The contract prices of the second and third contracts were $.87 plus the applicable purchased gas adjustment. Appeals from all three orders were consolidated for hearing and, on July 8, 1981, the orders were affirmed.
This appeal presents the question of whether or not the rates approved by the commission in these three orders were unreasonably high. The commission is given broad discretionary power to set just and reasonable rates for privately owned public *316 utilities.[1] It is specifically vested with authority to regulate the rates of gas utilities.[2] The commission is given jurisdiction to regulate the intrastate sales of natural gas under special contracts.[3]

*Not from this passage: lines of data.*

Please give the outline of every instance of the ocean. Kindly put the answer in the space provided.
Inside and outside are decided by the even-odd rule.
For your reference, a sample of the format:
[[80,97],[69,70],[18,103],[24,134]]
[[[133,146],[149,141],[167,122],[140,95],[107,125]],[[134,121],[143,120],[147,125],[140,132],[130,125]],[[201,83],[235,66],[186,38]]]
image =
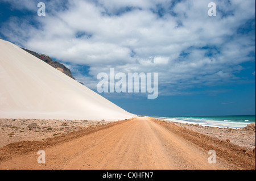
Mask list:
[[255,115],[154,117],[173,122],[230,128],[242,128],[250,123],[255,123]]

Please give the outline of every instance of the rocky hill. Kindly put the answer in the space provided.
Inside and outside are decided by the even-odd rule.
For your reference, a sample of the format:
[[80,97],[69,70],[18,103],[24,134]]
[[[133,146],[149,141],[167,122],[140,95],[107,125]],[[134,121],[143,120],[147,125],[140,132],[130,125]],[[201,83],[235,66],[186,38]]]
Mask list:
[[[71,77],[73,79],[76,79],[75,77],[73,77],[72,74],[71,73],[71,71],[69,69],[68,69],[65,65],[63,64],[60,64],[60,62],[52,60],[51,57],[49,57],[48,56],[46,56],[45,54],[38,54],[35,52],[26,49],[25,48],[22,48],[23,50],[25,51],[30,53],[30,54],[34,55],[36,57],[41,59],[45,62],[47,63],[48,64],[50,65],[52,67],[55,68],[55,69],[60,70],[62,73],[64,73],[67,75]],[[81,83],[81,82],[80,82]]]

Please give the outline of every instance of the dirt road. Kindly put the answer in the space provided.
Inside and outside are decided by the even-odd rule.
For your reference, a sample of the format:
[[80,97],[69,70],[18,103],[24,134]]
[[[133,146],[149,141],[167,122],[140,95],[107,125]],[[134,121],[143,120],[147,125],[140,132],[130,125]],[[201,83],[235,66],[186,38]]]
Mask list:
[[60,143],[43,146],[46,164],[36,151],[14,156],[0,169],[228,169],[218,157],[150,118],[139,117]]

In Michigan Bell Telephone Co v Public Service Comm,[4] the Michigan Supreme Court quoted the following with approval from Detroit v Michigan Railroad Comm.[5]
"On matters involving the exercise of good common sense and judgment only, the determination of the commission must be held to be final unless such determination in its application results in the establishment by `clear and convincing' proof of a rate so low as to be confiscatory or so high as to be oppressive. What return a public utility shall be entitled to earn upon its invested capital, and what items shall be considered as properly going to make up the sum total of that invested capital, are questions of fact for the determination of the commission, and their conclusions thereon, upon which the rate is based, are unassailable unless, as a necessary result, it can be affirmatively asserted that the resultant rate is unreasonable and unlawful.
"Between the point where a rate may be said to be so low as to be confiscatory and the point where it must be said to be so high as to be oppressive upon the public, there is a `twilight zone' within which the judgment of the commission may operate without judicial interference. Assume that the commission, in determining the amount of the capital invested, allows as an element of the sum an amount which the court, if charged with the initial duty of determination, might find to be excessive or inadequate; or, assume that the commission of its best judgment, permitted a rate of return *317 upon the invested capital higher or lower than the court, under like circumstances, might believe to be proper nevertheless, the court would not be warranted in interfering unless the rate, as established, was clearly unreasonable and unlawful."
The trial court, after review of the record before the commission, consideration of briefs, and the presentation of oral arguments, concluded that the Attorney General had not carried his burden to show that the three contract rates were clearly unreasonable and unlawful. After full consideration of the briefs on appeal and of the circuit court and commission records, we reach the same result and affirm. We have considered other issues raised and find them to be without merit.
Affirmed.
NOTES
[*] Circuit judge, sitting on the Court of Appeals by assignment.
[1] MCL 460.1 et seq.; MSA 22.13(1) et seq.
[2] MCL 486.253; MSA 22.1673, MCL 460.54; MSA 22.4, MCL 460.4; MSA 22.13(4), MCL 460.6a; MSA 22.13(6a), MCL 460.6b; MSA 22.13(6b).
[3] MCL 462.11; MSA 22.30.
[4] 332 Mich. 7, 26-27; 50 NW2d 826 (1952).
[5] 209 Mich. 395, 433-434; 177 N.W. 306 (1920).